One thing that was clear to me through building the app was that it is hard to test apps. After changing the code, the app has to be build. Then it needs to be run, and it is not so easy for AI to test the UI of a native app. Not as easy as it is now with web apps. So I came out of that project excited to try my newly sharpened skills on some web development.

Luckily, I have a significant size web project in production: Magicdoor.ai. I already knew Opus 4.5 was good at web dev, because when it first came out it crushed two refactoring tasks that every other model until then had failed at. Now over the past weekend, I've unleashed my new setup with Opus 4.6 and Codex 5.3 on this product, and the results actually blow my mind.

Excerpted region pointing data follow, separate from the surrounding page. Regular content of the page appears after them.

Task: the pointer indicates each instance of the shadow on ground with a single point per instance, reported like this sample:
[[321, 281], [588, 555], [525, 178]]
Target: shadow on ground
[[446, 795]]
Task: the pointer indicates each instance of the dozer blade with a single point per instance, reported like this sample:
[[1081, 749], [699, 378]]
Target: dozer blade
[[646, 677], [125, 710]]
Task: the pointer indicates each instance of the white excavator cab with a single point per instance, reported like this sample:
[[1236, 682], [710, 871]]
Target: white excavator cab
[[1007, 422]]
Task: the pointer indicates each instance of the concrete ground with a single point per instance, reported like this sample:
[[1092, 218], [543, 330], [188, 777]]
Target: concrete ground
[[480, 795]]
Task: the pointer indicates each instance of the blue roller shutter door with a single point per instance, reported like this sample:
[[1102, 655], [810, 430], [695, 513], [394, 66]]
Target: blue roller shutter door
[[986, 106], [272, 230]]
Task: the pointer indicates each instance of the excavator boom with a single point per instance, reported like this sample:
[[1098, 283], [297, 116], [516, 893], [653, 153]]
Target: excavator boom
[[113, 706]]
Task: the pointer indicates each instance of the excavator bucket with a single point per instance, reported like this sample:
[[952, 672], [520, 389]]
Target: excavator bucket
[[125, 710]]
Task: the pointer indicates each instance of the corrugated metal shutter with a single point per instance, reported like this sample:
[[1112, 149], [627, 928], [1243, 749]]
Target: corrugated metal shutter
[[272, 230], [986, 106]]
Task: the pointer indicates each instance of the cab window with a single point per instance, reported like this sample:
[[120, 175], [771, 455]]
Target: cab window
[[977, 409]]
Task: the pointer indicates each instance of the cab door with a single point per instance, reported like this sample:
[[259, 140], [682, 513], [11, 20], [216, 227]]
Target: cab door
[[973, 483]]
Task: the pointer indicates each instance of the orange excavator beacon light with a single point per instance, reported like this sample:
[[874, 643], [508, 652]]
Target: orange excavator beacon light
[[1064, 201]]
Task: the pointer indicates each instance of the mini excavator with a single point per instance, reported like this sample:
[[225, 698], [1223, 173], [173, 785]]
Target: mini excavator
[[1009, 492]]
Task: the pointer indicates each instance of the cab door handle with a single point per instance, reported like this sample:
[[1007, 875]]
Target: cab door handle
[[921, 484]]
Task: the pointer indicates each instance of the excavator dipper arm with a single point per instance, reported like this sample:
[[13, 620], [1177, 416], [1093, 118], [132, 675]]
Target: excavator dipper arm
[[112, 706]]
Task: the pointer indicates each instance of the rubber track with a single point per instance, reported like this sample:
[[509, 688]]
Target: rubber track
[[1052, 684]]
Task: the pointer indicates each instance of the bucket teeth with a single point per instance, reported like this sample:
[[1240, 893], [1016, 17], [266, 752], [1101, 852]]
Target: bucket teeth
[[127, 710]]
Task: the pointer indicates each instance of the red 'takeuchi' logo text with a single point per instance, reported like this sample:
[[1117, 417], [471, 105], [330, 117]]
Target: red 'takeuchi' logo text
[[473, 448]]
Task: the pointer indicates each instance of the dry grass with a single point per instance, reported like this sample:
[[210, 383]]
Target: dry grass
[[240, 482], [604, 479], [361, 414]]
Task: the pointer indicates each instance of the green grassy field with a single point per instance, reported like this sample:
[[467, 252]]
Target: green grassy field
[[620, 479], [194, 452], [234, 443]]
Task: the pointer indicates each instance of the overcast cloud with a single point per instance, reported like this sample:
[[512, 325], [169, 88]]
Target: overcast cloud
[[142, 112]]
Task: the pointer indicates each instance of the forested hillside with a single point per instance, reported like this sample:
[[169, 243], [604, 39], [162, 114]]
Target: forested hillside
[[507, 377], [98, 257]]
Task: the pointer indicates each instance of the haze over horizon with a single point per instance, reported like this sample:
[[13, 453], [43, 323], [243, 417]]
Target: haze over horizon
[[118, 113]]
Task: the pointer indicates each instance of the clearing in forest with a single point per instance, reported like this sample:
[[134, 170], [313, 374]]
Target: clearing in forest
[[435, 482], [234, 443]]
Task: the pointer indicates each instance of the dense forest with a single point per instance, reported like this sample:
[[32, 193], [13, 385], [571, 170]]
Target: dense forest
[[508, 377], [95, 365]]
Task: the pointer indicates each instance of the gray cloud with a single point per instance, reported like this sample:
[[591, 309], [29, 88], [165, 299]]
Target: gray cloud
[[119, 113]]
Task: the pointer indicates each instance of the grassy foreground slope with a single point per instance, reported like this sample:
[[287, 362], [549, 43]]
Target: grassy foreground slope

React state management appears solved

In building Magicdoor.ai there have been a couple of state management sticking points that cost me days upon days of prompting, often ending with me finally learning how the code works, figuring out the solution myself and then hand-holding AI through the implementation. - New item button: Who knew this would be a difficult thing to do? A button to start a new chat. It turned out that reliably clearing state under all conditions was something AI just really struggled to figure out. I just refactored this button, and now it works better than ever. Faster too. - Lazy-loading chat history: Endless prompts have been spent at this. The screen would jerk around up and down as the system bounced off the scroll boundary and spastically loaded more items. Or it would not work at all... This time, with Codex, there was one initial failure after which it suggested the familiar shortcut of an explicit load more button. But after my blunt reply "why has literally every other chat interface figured out how to do this perfectly except us?" it went to work and nailed it. It now works just as good as on ChatGPT. - Loading states: In the past, often times when working on tool calls or generally on chat, AI would somehow break loading states. They were a bit janky and unreliable to begin with. In the end I spent a few hours designing a better architecture to track chat state, and it's been fine since, but I was afraid to touch it. Now, Codex cranked out a complete refactor of the animations, and extraction of the chat state machine in 15 minutes, and it worked perfectly in one shot.

These observations are not coming from an engineer who finally 'gets' agentic development, and also not from a complete beginner who is amazed 'you can just build things' now. No, these are literally things that AI failed at over, and over, and over. And now, it's fixed

Streaming Tool Calls

In a chat interface, AI responses MUST stream, meaning the answer is rendered incrementally as it is generated. This is non negotiable. AI struggled with this. A lot of the time, certain JSON markers which indicate for example that "what's coming next is a tool call result", need to be handled in real time. After failing to do this in a loop, AI agents up to September 2025 would invariably just break streaming. "I've changed the system to buffer the response until we have fully formed JSON", they would say (funtionally this just awaits the entire response before rendering it, thus breaking streaming).

But in the past few days I've let Codex and Opus 4.6 refactor pretty much the entire core data flow of the AI calls. The API routes, the hooks, the messages.tsx component, the chatwindow.tsx component. It never ONCE broke streaming, or file uploads, or image rendering. It all just kept working.

What happened?

I think there are three elements here:

When I started on Magicdoor.ai there weren't that many chat interfaces yet. Training data was missing for how to solve common problems in AI Chat interfaces. Now there's plenty of it.
It could be that refactoring without changing functionality is ok, and that it will still break when adding truly new functionality. I will sound find out.
The models got way better. Everyone is right. There are good reasons for the short-cycle hype to be peaking in Feb 2026. It is GOOOOOD.

I keep texting my vibecoder friends: "This is what vibecoding is meant to be like. It actually works!"